Our database covers both the Arab and non-Arab world, including variants. Only the most common variants are shown in the sample below -- see the next section for more.
| Arabic | Buckwalter Transliteration | English | Variant | Error | Country |
|---|---|---|---|---|---|
| أبو ظبي | >bw Zby | Abu Dhabi | ابو ظبي | أبو ظبى, ابو ظبى | UAE |
| الإسكندرية | Al<skndryp | Alexandria | الاسكندرية | الإسكندريه | Egypt |
| الجزائر | AljzA}r | Algiers | الجزاير | Algeria | |
| برازيليا | brAzylyA | Brasilia | برازيلية | برازيليه | Brazil |
| القاهرة | AlqAhrp | Cairo | القاهره | Egypt | |
| الشرق الاقصى | Al$rq AlAqSY | Far East | الشرق الاقصي | N/A | |
| ألمانيا | >mAnyA | Germany | المانيا | Germany | |
| الجيزة | Aljyzp | Giza | الجيزه | Egypt | |
| حيفا | HyfA | Haifa | حيفة | Israel | |
| جدة | jdp | Jeddah | جدّة | جده | Saudi Arabia |
| القدس | Alqds | Jerusalem | Israel | ||
| المنامة | AlmnAmp | Manama | المنامه | Bahrain | |
| مكة | mkp | Mecca | مكه | Saudi Arabia | |
| نابلس | nAbls | Nablus | Palestinian Territory | ||
| نانجينغ | nAnjyng | Nanjing | China | ||
| بالو ألتو | bAlw >ltw | Palo Alto | بالو التو, بالو آلتو | USA | |
| الرياض | AlryAD | Riyadh | الرّياض | Saudi Arabia |
The table below shows various orthographic variants and common errors for االإسكندرية, the Egyptian city of Alexandria, along with Google occurrences (there are many other variants involving partial vocalization). Our databases are now being expanded to systematically include all orthographic variants and errors based on statistical analysis of Arabic orthography as it currently occurs in corpora, and often include the fully vocalized versions as well (see Database of Arabic Proper Nouns for a sample).

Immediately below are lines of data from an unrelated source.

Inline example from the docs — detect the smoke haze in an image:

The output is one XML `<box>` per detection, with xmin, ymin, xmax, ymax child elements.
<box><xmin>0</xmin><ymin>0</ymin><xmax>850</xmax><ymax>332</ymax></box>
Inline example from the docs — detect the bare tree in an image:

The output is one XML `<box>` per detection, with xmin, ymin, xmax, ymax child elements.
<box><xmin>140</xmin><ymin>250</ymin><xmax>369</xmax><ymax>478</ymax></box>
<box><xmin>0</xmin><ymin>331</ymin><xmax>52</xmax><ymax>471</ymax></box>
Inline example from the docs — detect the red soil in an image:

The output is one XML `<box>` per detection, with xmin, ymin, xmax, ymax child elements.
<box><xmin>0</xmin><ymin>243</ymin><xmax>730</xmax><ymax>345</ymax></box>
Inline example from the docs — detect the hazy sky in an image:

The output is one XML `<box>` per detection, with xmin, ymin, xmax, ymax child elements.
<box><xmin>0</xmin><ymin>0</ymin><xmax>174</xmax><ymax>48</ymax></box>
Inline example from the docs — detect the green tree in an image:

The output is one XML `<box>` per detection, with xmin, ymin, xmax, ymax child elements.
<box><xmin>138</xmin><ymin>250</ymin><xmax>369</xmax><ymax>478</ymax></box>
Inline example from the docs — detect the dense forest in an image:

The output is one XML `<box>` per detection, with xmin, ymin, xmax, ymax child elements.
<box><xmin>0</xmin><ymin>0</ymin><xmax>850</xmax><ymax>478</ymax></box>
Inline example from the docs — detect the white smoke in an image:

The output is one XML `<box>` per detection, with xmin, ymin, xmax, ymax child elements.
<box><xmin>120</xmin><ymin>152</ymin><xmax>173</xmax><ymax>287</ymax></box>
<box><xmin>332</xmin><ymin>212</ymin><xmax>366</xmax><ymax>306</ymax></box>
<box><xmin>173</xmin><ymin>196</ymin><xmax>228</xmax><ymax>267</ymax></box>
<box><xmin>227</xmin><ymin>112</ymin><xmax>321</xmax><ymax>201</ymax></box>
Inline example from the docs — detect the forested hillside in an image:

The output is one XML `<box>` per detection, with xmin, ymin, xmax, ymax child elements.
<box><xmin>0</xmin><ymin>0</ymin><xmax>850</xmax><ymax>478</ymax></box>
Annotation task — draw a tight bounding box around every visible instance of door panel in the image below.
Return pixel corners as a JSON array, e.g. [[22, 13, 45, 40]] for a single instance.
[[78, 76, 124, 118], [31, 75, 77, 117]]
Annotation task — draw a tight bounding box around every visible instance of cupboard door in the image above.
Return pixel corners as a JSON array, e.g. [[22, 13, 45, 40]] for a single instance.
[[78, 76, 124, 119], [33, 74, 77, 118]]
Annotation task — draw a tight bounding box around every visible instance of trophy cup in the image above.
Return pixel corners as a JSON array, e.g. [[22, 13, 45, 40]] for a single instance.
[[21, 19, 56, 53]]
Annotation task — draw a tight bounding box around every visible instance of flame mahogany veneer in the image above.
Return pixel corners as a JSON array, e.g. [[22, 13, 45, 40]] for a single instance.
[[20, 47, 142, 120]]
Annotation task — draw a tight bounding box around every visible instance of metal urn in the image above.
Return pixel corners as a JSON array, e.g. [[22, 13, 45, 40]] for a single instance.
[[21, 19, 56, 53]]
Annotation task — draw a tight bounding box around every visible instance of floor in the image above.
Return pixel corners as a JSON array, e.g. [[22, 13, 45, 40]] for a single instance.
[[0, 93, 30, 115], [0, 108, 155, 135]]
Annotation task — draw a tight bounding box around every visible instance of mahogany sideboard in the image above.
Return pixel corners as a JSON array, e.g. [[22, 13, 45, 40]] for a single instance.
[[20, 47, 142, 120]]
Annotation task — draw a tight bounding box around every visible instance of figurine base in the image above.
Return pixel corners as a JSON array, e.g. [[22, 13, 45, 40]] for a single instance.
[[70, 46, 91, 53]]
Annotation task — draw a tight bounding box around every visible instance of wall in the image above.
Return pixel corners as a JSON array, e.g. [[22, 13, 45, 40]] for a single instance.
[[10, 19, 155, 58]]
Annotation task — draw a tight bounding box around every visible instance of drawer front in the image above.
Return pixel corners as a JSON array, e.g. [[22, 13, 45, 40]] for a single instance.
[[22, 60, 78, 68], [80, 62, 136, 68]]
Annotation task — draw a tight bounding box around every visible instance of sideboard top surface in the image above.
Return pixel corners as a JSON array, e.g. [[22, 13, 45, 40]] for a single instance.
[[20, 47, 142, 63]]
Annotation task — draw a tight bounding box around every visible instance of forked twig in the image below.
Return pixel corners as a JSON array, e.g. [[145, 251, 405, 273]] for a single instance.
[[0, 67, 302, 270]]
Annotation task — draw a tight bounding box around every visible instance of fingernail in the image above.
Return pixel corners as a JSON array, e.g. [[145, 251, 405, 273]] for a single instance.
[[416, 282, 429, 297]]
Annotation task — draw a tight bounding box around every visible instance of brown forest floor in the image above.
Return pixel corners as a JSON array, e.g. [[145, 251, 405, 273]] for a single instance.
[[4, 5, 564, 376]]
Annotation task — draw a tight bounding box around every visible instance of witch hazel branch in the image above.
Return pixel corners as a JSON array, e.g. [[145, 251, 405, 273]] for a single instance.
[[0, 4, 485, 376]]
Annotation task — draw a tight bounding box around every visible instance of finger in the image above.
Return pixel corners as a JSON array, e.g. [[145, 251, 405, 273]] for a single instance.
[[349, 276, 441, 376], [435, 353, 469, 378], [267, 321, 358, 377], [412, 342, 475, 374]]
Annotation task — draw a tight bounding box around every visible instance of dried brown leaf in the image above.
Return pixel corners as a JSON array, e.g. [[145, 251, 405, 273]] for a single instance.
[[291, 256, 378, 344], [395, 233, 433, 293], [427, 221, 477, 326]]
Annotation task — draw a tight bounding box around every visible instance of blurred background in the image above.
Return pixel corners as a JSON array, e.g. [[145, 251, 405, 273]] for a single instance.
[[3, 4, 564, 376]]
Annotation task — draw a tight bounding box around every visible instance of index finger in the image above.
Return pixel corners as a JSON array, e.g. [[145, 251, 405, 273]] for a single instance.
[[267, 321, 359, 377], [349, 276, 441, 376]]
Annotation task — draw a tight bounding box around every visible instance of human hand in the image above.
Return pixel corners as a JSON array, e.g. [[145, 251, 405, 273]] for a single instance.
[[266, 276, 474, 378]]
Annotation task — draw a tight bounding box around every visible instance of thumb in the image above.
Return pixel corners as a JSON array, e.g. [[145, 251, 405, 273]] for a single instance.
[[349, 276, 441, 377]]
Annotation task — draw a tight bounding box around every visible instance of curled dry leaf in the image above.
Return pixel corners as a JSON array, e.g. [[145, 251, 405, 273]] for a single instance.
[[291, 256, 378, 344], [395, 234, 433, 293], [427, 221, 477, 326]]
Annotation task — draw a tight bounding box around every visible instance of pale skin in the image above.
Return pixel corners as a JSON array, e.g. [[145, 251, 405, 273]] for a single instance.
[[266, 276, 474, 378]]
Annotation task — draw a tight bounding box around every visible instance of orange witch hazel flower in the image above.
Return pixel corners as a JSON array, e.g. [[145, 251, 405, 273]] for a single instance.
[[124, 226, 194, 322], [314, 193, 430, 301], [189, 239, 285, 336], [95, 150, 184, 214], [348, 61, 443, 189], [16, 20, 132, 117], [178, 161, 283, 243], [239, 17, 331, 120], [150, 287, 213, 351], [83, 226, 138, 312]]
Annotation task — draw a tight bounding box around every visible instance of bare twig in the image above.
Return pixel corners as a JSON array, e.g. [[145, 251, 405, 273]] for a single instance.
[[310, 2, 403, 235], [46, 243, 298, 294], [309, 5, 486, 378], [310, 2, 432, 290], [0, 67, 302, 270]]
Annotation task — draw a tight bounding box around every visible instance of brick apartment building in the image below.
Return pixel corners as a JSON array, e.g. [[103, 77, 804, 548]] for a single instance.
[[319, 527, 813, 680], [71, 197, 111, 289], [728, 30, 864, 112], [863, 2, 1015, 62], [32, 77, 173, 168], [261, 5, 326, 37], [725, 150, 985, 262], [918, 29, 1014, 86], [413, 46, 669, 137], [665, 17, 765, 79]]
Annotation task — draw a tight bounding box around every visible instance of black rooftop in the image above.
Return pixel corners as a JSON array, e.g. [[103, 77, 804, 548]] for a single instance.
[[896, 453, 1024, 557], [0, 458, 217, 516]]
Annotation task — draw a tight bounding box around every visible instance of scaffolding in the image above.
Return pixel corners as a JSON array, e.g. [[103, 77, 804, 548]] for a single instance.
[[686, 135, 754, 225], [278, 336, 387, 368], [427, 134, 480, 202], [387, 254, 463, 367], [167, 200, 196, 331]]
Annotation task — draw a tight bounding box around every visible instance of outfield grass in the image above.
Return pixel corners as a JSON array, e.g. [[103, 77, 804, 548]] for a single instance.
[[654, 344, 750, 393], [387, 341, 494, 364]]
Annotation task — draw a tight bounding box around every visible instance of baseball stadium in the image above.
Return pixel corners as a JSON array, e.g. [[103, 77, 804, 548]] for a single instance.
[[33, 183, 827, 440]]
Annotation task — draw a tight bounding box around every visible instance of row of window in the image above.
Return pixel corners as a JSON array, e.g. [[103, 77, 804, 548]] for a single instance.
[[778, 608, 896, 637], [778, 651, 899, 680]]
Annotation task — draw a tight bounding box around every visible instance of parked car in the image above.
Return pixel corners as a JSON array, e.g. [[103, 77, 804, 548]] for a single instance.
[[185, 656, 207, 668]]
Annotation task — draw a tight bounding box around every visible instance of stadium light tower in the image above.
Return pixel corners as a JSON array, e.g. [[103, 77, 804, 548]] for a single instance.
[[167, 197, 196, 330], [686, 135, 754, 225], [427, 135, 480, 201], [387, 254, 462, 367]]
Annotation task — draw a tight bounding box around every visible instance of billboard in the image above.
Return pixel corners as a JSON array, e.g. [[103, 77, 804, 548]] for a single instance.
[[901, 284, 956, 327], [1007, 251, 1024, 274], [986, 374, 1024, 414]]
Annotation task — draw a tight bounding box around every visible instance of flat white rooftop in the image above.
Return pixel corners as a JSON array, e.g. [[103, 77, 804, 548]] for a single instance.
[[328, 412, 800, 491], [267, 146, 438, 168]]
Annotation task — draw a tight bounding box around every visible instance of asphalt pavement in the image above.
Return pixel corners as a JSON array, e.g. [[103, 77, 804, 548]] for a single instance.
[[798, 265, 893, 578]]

Our Arabic place names are carefully proofread to ensure strict adherence to the complex rules of hamza orthography, something which is often ignored outside of publications of the highest editorial standards. The result of this strict editorial policy is that we can provide not only the linguistically correct standard MSA version, but also all common non-standard and incorrect versions as well, carefully flagged to distinguish between them, as shown in the table below.
V=variant E=error S=Standard N=normalized
| Rank | Type | Arabic | Buckwalter Transliteration | Google Hits | Remarks |
|---|---|---|---|---|---|
| 1 | N | الاسكندرية | AlAskndryp | 2,930,000 | Normalized, no hamza |
| 2 | S | الإسكندرية | Al<skndryp | 690,000 | Standard form, with hamza |
| 3 | E | الاسكندريه | AlAskndryh | 89,200 | No hamza, taa' marbuuta replaced by haa' |
| 4 | V | الإسكندريّة | Al<skndry~p | 954 | Explicit shadda |
| 5 | E | الإسكندريه | Al<skndryh | 897 | taa' marbuuta replaced by haa' |
| 6 | V | الاسكندريّة | AlAskndry~p | 245 | no hamza, shadda explicit |
| 7 | E | الاسكندريا | AlAskndryA | 80 | hamza omitted, taa' marbuuta replaced by alif |
| 8 | V | الإسْكَنْدَريَّة | Al<sokanodary~ap | 24 | fully vocalized |
| 9 | E | الاسكندريّه | AlAskndry~h | 12 | no hamza, shadda explicit, taa' marbuuta replaced by haa' |
| 10 | E | الإسكندريا | Al<skndryA | 7 | taa' marbuuta replaced by alif tawiila |
| 11 | E | الإسكندريّه | Al<skndry~h | 5 | taa' marbuuta replaced by haa', shadda explicit |
In addition to the above, our database contains many other variants, such as those with partial and full vocalization, covering all actual and potential variants. The full set of Alexandria variants includes 35 entries.